3ième étape: S'assumer devant les autres


Cette étape est cruciale dans la vie de tout individu. C'est en réussissant, graduellement, à s'assumer devant les autres qu'on gagne la sérénité tant espérée. C'est un processus dans lequel on a avantage à être guidé par un expert car il est facile de s'égarer.

Par exemple, s'assumer devant les autres ne signifie pas "pouvoir faire quoi que ce soit devant les autres parce qu'on s'est durci". Cela n'a rien à voir non plus avec se "foutre" du monde.

Au contraire. C'est un cheminement dans lequel nous prenons le risque de nous respecter dans toute notre intégralité devant des personnes auxquelles on tient vraiment.

Les moyens de rendre cette démarche efficiente

Il est important de choisir un groupe où les gens auront des réactions vraies, ni complaisantes, ni exagérées.
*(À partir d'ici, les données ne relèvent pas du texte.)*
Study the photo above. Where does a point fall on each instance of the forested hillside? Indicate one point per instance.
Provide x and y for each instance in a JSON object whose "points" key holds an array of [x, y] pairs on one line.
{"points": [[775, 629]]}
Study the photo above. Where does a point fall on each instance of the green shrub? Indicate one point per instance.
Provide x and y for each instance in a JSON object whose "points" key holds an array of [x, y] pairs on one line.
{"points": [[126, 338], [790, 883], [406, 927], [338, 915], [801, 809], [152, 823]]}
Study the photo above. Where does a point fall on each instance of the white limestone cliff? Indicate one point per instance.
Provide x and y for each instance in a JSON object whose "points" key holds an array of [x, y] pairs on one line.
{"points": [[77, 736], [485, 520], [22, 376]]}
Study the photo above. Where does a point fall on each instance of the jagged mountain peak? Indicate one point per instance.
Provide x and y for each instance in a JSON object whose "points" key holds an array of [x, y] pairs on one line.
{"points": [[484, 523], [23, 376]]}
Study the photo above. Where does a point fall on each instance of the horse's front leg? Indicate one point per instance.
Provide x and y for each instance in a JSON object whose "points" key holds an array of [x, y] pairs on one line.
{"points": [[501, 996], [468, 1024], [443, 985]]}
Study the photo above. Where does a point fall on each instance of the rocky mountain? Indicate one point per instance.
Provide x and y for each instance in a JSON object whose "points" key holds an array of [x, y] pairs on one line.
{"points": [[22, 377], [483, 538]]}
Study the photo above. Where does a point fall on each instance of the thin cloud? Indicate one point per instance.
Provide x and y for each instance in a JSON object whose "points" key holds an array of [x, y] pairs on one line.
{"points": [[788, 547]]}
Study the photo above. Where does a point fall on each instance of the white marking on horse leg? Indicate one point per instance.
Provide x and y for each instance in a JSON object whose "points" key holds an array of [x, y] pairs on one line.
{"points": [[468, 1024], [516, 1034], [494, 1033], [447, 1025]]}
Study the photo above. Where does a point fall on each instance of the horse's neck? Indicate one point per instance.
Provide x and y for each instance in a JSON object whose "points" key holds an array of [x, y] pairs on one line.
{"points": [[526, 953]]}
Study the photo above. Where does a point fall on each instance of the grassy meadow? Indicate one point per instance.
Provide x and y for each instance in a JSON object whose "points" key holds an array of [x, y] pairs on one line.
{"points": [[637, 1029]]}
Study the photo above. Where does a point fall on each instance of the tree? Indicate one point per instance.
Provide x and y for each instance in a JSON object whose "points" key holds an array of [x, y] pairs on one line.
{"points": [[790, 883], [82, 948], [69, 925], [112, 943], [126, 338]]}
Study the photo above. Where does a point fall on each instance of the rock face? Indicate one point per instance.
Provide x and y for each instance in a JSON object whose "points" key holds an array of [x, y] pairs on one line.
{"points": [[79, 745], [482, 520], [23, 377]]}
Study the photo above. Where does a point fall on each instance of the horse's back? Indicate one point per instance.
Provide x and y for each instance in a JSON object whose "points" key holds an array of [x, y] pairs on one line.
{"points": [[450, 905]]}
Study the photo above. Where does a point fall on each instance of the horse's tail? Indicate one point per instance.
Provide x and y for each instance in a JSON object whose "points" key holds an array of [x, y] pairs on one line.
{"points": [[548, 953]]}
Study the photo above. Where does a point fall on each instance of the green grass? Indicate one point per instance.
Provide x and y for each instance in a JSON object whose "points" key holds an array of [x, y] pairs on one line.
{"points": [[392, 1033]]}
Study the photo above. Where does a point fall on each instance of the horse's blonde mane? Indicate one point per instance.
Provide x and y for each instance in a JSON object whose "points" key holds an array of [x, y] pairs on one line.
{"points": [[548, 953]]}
C'est essentiel pour pouvoir en tirer une vision réaliste de notre impact sur les autres. Il est important de choisir une approche de psychothérapie qui encourage à s'assumer soi-même et qui ne cherche pas à faire adopter des attitudes et des comportements corrects.

En cours de démarche, on se rendra compte qu'il existe des personnes devant lesquelles il est plus difficile de s'assumer. Sans le savoir très clairement, nous investissons ces personnes d'un pouvoir particulier de nous reconnaître. On s'aperçoit qu'on trouve continuellement de telles personnes sur notre chemin et que parfois même on les cherche. S'affirmer devant ces personnes devient un défi supplémentaire, mais essentiel à notre satisfaction.
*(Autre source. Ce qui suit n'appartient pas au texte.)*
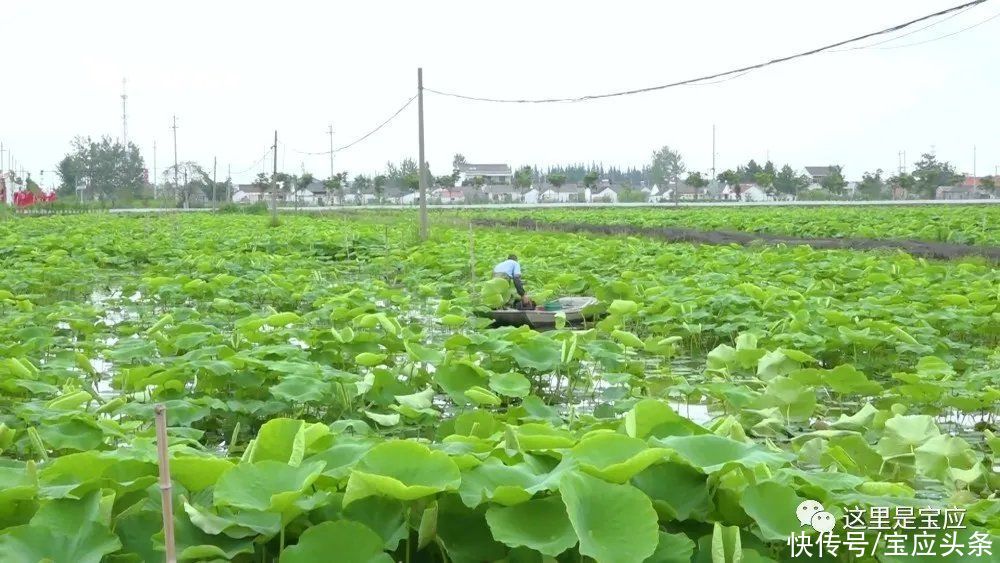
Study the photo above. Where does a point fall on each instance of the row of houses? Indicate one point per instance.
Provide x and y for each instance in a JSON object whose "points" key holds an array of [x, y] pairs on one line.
{"points": [[494, 183]]}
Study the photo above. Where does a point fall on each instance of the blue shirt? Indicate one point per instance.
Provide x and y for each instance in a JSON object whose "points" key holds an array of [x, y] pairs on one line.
{"points": [[509, 267]]}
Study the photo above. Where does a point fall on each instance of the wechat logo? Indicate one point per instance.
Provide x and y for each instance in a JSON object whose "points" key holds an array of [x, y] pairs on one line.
{"points": [[812, 513]]}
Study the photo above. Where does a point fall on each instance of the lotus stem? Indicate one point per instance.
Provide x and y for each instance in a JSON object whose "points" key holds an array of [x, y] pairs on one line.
{"points": [[165, 486]]}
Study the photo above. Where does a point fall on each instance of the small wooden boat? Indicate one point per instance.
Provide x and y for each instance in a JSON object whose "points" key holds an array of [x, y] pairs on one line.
{"points": [[572, 307]]}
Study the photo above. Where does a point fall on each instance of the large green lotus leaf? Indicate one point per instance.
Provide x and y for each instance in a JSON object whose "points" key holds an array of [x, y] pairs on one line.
{"points": [[402, 470], [860, 420], [511, 384], [384, 516], [280, 439], [62, 530], [678, 491], [615, 523], [342, 456], [540, 524], [303, 389], [89, 543], [772, 505], [238, 524], [74, 432], [350, 541], [465, 534], [503, 484], [540, 353], [903, 433], [848, 380], [534, 436], [672, 548], [266, 485], [195, 545], [614, 457], [457, 378], [711, 453], [136, 532], [939, 454], [773, 364], [16, 484], [420, 353], [650, 417], [420, 400], [197, 473], [795, 400]]}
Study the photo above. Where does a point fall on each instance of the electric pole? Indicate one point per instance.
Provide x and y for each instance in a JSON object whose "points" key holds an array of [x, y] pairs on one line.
{"points": [[215, 162], [713, 152], [423, 163], [274, 184], [176, 185], [124, 117], [330, 132], [154, 169]]}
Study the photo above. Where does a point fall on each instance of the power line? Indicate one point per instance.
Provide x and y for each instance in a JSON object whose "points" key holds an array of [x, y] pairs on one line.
{"points": [[363, 137], [902, 35], [940, 37], [255, 164], [719, 74]]}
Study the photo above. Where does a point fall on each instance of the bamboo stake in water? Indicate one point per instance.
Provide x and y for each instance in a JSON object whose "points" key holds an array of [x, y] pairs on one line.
{"points": [[165, 487]]}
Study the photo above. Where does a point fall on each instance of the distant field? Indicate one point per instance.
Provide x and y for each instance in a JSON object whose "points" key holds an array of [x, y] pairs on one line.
{"points": [[959, 224]]}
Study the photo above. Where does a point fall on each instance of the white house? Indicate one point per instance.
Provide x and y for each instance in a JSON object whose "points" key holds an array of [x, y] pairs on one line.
{"points": [[563, 194], [602, 194], [530, 196], [249, 193], [491, 174]]}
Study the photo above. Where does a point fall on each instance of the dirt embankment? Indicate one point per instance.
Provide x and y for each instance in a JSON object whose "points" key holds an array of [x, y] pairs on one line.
{"points": [[678, 234]]}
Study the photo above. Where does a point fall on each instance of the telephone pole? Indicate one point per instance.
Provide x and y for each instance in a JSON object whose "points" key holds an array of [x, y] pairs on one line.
{"points": [[330, 132], [176, 184], [423, 163], [215, 162], [713, 153], [154, 169], [274, 184], [124, 116]]}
Le danger, ici aussi, c'est de renoncer à s'assumer devant ces personnes. En les évitant, par exemple.

Il est facile de trouver dans la littérature populaire et chez plusieurs conférenciers un encouragement à éviter les personnes qui réveillent nos vieilles blessures. Je ne pense pas qu'il faille les éviter. Au contraire. D'ailleurs une force intérieure nous pousse sur le chemin de ces personnes, pour régler ces vieux conflits. Mais encore faut-il savoir comment arriver à les régler.
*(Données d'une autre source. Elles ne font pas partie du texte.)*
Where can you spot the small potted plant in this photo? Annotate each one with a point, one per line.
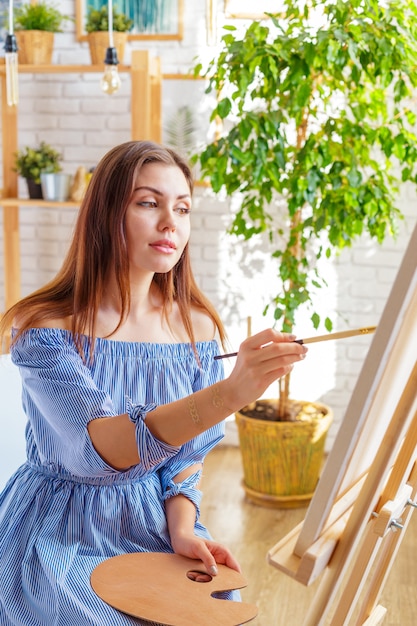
(97, 27)
(35, 26)
(31, 162)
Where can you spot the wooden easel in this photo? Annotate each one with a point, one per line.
(366, 495)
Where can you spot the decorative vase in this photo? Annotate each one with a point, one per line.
(99, 42)
(282, 461)
(34, 189)
(56, 186)
(35, 46)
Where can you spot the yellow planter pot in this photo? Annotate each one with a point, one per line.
(99, 42)
(282, 461)
(35, 46)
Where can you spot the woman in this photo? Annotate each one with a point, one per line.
(123, 396)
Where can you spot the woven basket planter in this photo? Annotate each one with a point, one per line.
(282, 461)
(99, 42)
(35, 46)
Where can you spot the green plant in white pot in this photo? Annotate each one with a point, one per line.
(318, 136)
(35, 25)
(31, 162)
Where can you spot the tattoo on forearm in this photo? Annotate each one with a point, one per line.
(216, 398)
(193, 411)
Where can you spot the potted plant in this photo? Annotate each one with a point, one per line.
(318, 137)
(35, 25)
(97, 27)
(31, 162)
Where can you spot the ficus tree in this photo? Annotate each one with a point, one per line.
(318, 115)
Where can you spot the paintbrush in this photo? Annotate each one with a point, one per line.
(339, 335)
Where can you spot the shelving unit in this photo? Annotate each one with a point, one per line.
(145, 97)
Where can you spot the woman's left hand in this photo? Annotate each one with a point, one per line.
(210, 552)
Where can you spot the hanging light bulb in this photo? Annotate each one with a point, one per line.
(10, 49)
(110, 82)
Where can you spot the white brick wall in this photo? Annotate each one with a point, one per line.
(70, 112)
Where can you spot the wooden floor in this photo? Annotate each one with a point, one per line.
(251, 530)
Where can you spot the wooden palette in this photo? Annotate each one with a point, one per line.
(156, 587)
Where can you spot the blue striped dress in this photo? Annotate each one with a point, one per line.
(65, 510)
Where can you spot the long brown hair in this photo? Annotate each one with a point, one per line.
(99, 247)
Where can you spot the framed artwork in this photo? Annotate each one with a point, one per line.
(250, 9)
(152, 19)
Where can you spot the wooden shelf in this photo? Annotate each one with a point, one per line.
(6, 202)
(62, 69)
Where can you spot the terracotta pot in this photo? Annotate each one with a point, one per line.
(34, 189)
(35, 46)
(99, 42)
(282, 461)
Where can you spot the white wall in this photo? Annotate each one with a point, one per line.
(72, 113)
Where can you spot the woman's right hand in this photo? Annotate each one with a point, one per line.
(262, 359)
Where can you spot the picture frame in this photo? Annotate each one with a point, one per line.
(248, 9)
(149, 22)
(4, 21)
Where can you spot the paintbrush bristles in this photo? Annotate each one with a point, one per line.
(368, 330)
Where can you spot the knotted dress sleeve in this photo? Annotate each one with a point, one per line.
(60, 398)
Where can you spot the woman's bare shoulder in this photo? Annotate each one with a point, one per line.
(63, 323)
(204, 327)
C'est ici qu'on doit distinguer une deuxième partie de cette troisième étape, une partie où on cherche encore à s'assumer ouvertement devant autrui, mais avec des personnes spéciales. Il s'agit de s'assumer vraiment devant les personnes qui ont pour nous le plus d'importance.


Pour en savoir plus:

Le transfert dans les relations

Par la psychologue
Michelle Larivey

3b: Résoudre ses transfert


On est mûr pour cette démarche lorsqu'on commence à penser qu'il y a anguille sous roche du fait par exemple,
  • d'être systématiquement en désaccord avec les personnes en autorité
  • d'être aussi défensive avec son mari qu'on l'était avec son père
  • d'avoir avec son conjoint des chicanes qui ressemblent étrangement à celles qui nous faisaient tant souffrir avec nos parents
  • qu'on enrage que l'entreprise ne nous manifeste pas davantage de reconnaissance
  • qu'on ne supporte aucune critique
  • qu'on tombe en amour aussitôt que quelqu'un s'intéresse à nous
  • qu'on déprime devant l'indifférence de notre adolescent
  • ... etc, etc, etc
La répétition, l'intensité de nos réactions, le fait qu'elles soient si stéréotypées (toujours les mêmes dans une situation semblable) sont des signes qui ne trompent pas. Ils indiquent que nous revivons, dans le présent, des expériences antérieures non complétées.

Lorsqu'on remarque ces indices et qu'on veut y voir plus clair, on est vraisemblablement prêt à compléter ces situations qui empoisonnent notre vie. Mais pour être efficace dans cette démarche et pour ne pas se décourager devant les difficultés qu'on y rencontre, il est important d'être bien instrumenté.

Les moyens de résoudre nos transferts

  • Le groupe de psychothérapie, dans une approche qui fournira

    • l'instrumentation
    • la possibilité de pratiquer

  • Les situations de la vraie vie avec interlocuteurs transférés et les originaux, c'est-à-dire, notre famille d'origine.

Conclusion


Il est important de bien comprendre où on en est dans sa démarche de développement personnel. Il est impérieux de connaître les moyens appropriés pour s'aider à réaliser avec succès l'étape où on en est.

En étant bien orienté dans notre démarche de développement personnel, on économisera beaucoup de temps. On évitera aussi plusieurs expériences négatives qui laissent des traces profondes ou nous amènent à abandonner notre recherche.